Monday 15 July 2019

State of the world 2018: democracy facing global challenges

an article by Anna Lührmann, Sandra Grahn, Richard Morgan, Shreeya Pillai and Staffan I. Lindberg (University of Gothenburg, Sweden) published in Democratization Volume 26 Issue 6 (2019)

Abstract

This article analyses the state of democracy in the world in 2018, and recent developments building on the 2019 release of the V-Dem dataset.

First, the trend of autocratization continues and 24 countries are now affected by what is established as a “third wave of autocratization”.

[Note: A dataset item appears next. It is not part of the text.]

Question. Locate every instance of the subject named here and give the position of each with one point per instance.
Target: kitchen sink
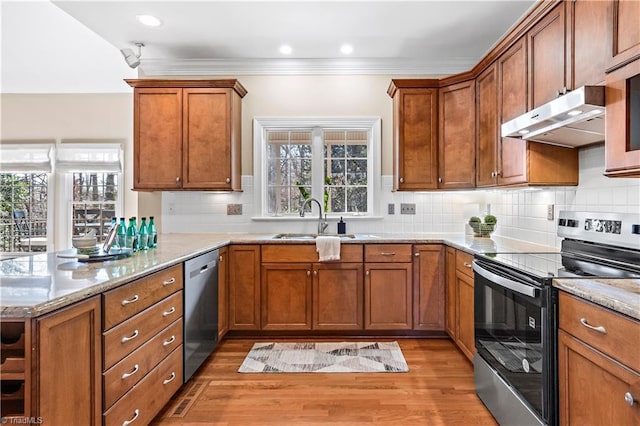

Second, despite the global challenge of gradual autocratization, democratic regimes prevail in a majority of countries in the world (99 countries, 55%) in 2018. Thus, the state of the world is unmistakably more democratic compared to any point during the last century. At the same time, the number of electoral authoritarian regimes had increased to 55, or 31% of all countries.

Third, the autocratization wave is disproportionally affecting democratic countries in Europe and the Americas, but also India’s large population.

Fourth, freedom of expression and the media, and the rule of law are the areas under attack in most countries undergoing autocratization, but toxic polarization of the public sphere is a threat to democracy spreading across regimes.

Finally, we present the first model to predict autocratization (“adverse regime transitions”) pointing to the top-10 most at-risk countries in the world.